Par Alberto Rodriguez Pérez
Publié le 2 mars 2023

Le 59e Salon de l’agriculture se tient alors que des projections alarmistes font craindre un été 2023 encore plus sec que le précédent. L’année 2022 a montré combien l’agriculture et nos systèmes alimentaires sont d’ores et déjà fragilisés par le réchauffement climatique. Le manque d’eau, les fortes chaleurs et la puissance des rayonnements solaires ont perturbé l’élevage et les cultures. Ces difficultés se renouvelleront dans les années qui viennent ; plus le climat se déréglera, plus elles seront sévères. De quoi inquiéter autant les agriculteurs que les militants du climat.

Pour autant, à la plus grande ferme de France, porte de Versailles à Paris, la « food industry » se présente sous un maquillage de paysannerie idéalisée, laissant croire aux visiteurs que les choses sont sous contrôle. Or, il n’y a aucun signe de changement du système agricole et alimentaire pour le rendre plus résilient et équitable.

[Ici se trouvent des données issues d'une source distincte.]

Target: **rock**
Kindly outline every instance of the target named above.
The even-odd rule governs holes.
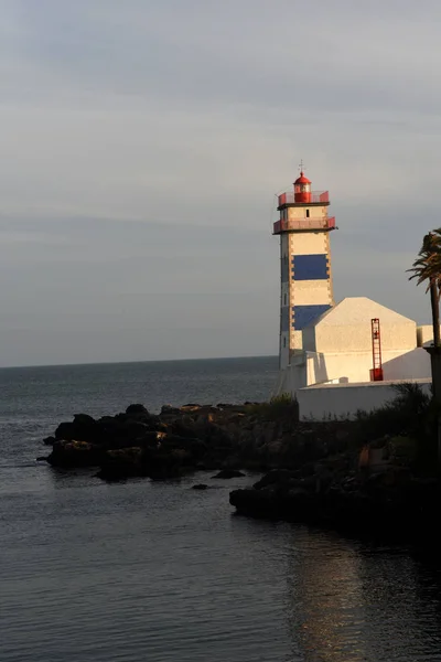
[[[212,478],[229,479],[229,478],[243,478],[244,476],[246,476],[246,474],[243,473],[241,471],[238,471],[237,469],[223,469],[222,471],[219,471],[218,473],[216,473],[216,476],[213,476]]]
[[[150,416],[149,412],[143,405],[129,405],[126,409],[126,414],[147,414]]]
[[[97,478],[114,481],[146,476],[143,453],[139,447],[108,450],[101,461]]]
[[[74,424],[75,425],[94,425],[95,418],[93,418],[88,414],[74,414]]]
[[[295,473],[293,471],[289,471],[288,469],[273,469],[269,471],[266,476],[263,476],[260,480],[258,480],[252,488],[255,490],[262,490],[268,485],[273,484],[283,484],[288,483],[290,480],[295,478]]]
[[[60,440],[55,441],[47,462],[53,467],[97,467],[103,451],[88,441]]]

La petite exploitation familiale, modèle classique qui s’est imposé comme la forme « traditionnelle » de l’activité agricole, ne fait plus le poids.

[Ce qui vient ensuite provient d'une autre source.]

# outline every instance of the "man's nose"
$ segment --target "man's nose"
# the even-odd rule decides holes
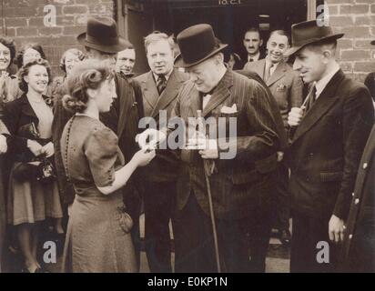
[[[301,67],[299,61],[296,58],[293,63],[293,70],[298,71]]]
[[[190,73],[189,75],[189,75],[190,76],[190,81],[195,82],[195,81],[198,80],[197,75],[195,75],[193,73]]]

La moitié des exploitants encore en activité partira d’ici à 2030, et seulement un tiers d’entre eux déclare avoir un successeur. Cependant, il arrive souvent que, faute de repreneur familial, une ferme soit récupérée par un voisin désireux de s’étendre. Logiquement, la taille des exploitations augmente donc, avec une moyenne de 69 hectares. Aujourd’hui, la France est d’abord une terre de grandes cultures, avec 112 000 exploitations spécialisées. Viennent ensuite la viticulture et ses 59 000 exploitants. Les producteurs de viande bovine (48 000), quant à eux, se classent en troisième position. Sans surprise, ce sont les petites fermes qui disparaissent.

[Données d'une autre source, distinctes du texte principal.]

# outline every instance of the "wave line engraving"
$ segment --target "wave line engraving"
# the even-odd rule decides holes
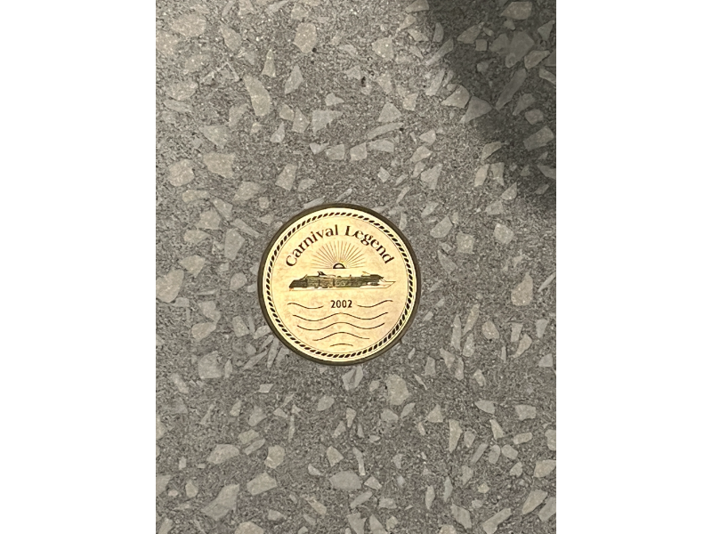
[[[359,306],[360,308],[375,308],[376,306],[380,306],[384,303],[392,303],[392,302],[393,302],[393,301],[388,299],[388,300],[381,301],[380,303],[378,303],[377,304],[374,304],[373,306],[361,306],[360,304],[356,304],[356,305]]]
[[[334,325],[349,325],[350,327],[353,327],[354,328],[360,328],[361,330],[373,330],[374,328],[377,328],[378,327],[383,327],[385,323],[381,323],[376,327],[360,327],[359,325],[352,325],[350,322],[346,322],[345,320],[337,320],[336,322],[333,322],[330,325],[327,325],[321,328],[305,328],[301,325],[296,325],[298,328],[302,328],[303,330],[310,330],[312,332],[316,332],[317,330],[325,330],[329,327],[333,327]]]
[[[299,306],[300,308],[303,308],[304,310],[319,310],[320,308],[323,308],[324,306],[317,306],[316,308],[310,308],[309,306],[303,306],[299,303],[287,303],[287,305],[294,304],[295,306]]]
[[[319,339],[315,339],[314,341],[321,341],[322,339],[326,339],[327,337],[331,337],[332,336],[336,336],[337,334],[348,334],[349,336],[353,336],[354,337],[358,337],[359,339],[368,339],[368,337],[356,336],[356,334],[352,334],[351,332],[334,332],[334,334],[329,334],[328,336],[325,336],[324,337],[320,337]]]
[[[329,317],[334,317],[335,315],[348,315],[349,317],[352,317],[353,319],[360,319],[361,320],[373,320],[374,319],[378,319],[382,315],[385,315],[388,312],[384,312],[380,315],[376,315],[376,317],[358,317],[356,315],[352,315],[351,313],[346,313],[345,312],[338,312],[336,313],[332,313],[331,315],[327,315],[326,317],[322,317],[321,319],[307,319],[306,317],[302,317],[301,315],[295,315],[297,319],[301,319],[302,320],[308,320],[310,322],[319,322],[320,320],[324,320],[325,319],[328,319]]]

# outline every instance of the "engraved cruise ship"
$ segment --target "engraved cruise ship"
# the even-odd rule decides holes
[[[362,273],[360,276],[337,276],[317,271],[293,280],[289,289],[376,289],[390,287],[394,282],[384,280],[379,274]]]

L’agriculture française souffre de plus en plus. En moins de dix ans, notre balance commerciale agricole est passée d’un excédent de 6 milliards d’euros à un déficit de 300 millions. Aujourd’hui, la France achète un poulet sur deux à l’étranger, importe 40 % de ses légumes et 60 % de ses fruits. Des menaces pèsent sur le modèle français : accords internationaux sans « clauses miroir », c’est-à-dire sans demander aux pays exportateurs d’avoir les mêmes normes que celles appliquées en Europe (comme celui négocié avec le Mercosur) ; directives européennes ; réforme de l’assurance-récolte ; hausse des prix dans les prochains mois, après l’échec des pourparlers annuels entre industriels et grande distribution. L’excellence française est loin de garantir la souveraineté alimentaire mise au goût du jour après la crise sanitaire et relancée par les répercussions de la guerre en Ukraine.

Toute la question est désormais de savoir comment déclencher un mouvement général de l’agriculture française pour résoudre ces problématiques. Climat, biodiversité, nous sommes face à des enjeux systémiques qui exigent une métamorphose des pratiques agricoles et alimentaires, et non une simple adaptation technique au cas par cas. L’agriculture conventionnelle a besoin d’une mutation globale, pas de « volet climat » ou de mesurettes « agroenvironnementales ».

Emmanuel Macron a promis qu’une grande loi d’orientation serait présentée cet été. Elle doit relever le défi du renouvellement de l’ensemble des actifs et le remplacement des chefs d’exploitation. D’autres priorités s’imposent : une meilleure gestion des prélèvements d’eau, la réduction des produits phytosanitaires et le souci du bien-être animal. C’est peut-être à cela que servira le président.